Association study of Nogo-related genes with schizophrenia in a Japanese case–control sample

Authors


  • The authors reported no biomedical financial interests or potential conflicts of interest.

  • How to Cite this Article: Jitoku D, Hattori E, Iwayama Y, Yamada K, Toyota T, Kikuchi M, Maekawa M, Nishikawa T, Yoshikawa T. 2011. Association Study of Nogo-Related Genes With Schizophrenia in a Japanese Case–Control Sample. Am J Med Genet Part B 156:581–592.

Abstract

Many studies have suggested that myelin dysfunction may be causally involved in the pathogenesis of schizophrenia. Nogo (RTN4), myelin-associated glycoprotein (MAG) and oligodendrocyte myelin glycoprotein (OMG) all bind to the common receptor, Nogo-66 receptor 1 (RTN4R). We examined 68 single nucleotide polymorphisms (SNPs) (51 with genotyping and 17 with imputation analysis) from these four genes for genetic association with schizophrenia, using a 2,120 case–control sample from the Japanese population. Allelic tests showed nominally significant association of two RTN4 SNPs (P = 0.047 and 0.037 for rs11894868 and rs2968804, respectively) and two MAG SNPs (P = 0.034 and 0.029 for rs7249617 and rs16970218, respectively) with schizophrenia. The MAG SNP rs7249617 also showed nominal significance in a genotypic test (P = 0.017). In haplotype analysis, the MAG haplotype block including rs7249617 and rs16970218 showed nominal significance (P = 0.008).
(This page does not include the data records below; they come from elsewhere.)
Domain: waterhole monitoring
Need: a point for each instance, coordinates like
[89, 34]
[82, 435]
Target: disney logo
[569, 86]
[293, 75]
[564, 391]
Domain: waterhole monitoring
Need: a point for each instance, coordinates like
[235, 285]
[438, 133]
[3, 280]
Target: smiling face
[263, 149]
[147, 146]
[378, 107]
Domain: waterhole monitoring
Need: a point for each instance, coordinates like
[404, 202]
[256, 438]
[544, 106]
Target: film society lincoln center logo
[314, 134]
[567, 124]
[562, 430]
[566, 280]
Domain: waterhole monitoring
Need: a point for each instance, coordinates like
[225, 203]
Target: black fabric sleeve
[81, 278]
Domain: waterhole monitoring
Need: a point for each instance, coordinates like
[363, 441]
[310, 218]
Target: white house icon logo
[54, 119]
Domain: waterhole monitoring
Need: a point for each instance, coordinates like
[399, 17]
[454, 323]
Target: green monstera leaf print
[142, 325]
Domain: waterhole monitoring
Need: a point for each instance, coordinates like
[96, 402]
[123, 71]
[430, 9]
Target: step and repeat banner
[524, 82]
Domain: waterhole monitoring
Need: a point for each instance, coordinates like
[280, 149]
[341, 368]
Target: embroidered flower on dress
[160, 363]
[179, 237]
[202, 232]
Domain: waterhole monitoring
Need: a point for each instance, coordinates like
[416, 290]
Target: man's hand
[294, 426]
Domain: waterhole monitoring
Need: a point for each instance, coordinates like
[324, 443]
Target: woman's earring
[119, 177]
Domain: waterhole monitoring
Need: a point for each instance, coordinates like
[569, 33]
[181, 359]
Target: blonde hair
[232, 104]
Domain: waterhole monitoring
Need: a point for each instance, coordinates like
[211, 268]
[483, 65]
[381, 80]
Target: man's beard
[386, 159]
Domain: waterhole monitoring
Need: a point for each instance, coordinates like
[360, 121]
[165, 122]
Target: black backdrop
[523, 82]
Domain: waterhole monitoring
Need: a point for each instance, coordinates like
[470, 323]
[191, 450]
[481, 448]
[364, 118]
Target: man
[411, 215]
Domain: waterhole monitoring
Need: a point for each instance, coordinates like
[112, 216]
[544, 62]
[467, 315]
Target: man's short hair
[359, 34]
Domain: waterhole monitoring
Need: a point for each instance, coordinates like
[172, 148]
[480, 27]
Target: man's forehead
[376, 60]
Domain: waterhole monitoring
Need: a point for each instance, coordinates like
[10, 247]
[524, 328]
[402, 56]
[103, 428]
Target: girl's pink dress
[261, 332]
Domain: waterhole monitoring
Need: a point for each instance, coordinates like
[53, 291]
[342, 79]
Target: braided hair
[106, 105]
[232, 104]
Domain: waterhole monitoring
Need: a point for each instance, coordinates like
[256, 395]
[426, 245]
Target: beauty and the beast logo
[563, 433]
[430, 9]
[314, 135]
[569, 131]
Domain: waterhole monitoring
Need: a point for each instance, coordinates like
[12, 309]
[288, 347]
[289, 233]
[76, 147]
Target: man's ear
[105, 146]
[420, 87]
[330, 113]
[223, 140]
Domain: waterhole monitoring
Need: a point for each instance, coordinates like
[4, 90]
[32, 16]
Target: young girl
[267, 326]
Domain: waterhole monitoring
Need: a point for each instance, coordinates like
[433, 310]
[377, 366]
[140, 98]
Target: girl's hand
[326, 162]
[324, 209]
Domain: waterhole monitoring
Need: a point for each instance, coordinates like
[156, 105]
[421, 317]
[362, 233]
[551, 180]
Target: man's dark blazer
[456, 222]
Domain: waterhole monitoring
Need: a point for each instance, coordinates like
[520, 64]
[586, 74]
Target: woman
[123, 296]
These associations did not remain significant after correction for multiple testing, possibly due to their small genetic effect. In the imputation analysis of RTN4, the untyped SNP rs2972090 showed nominally significant association (P = 0.032) and several imputed SNPs showed marginal associations. Moreover, in silico analysis (PolyPhen) of a missense variant (rs11677099: Asp357Val), which is in strong linkage disequilibrium with rs11894868, predicted a deleterious effect on Nogo protein function. Despite a failure to detect robust associations in this Japanese cohort, our nominally positive signals, taken together with previously reported biological and genetic findings, add further support to the “disturbed myelin system theory of schizophrenia” across different populations. © 2011 Wiley-Liss, Inc.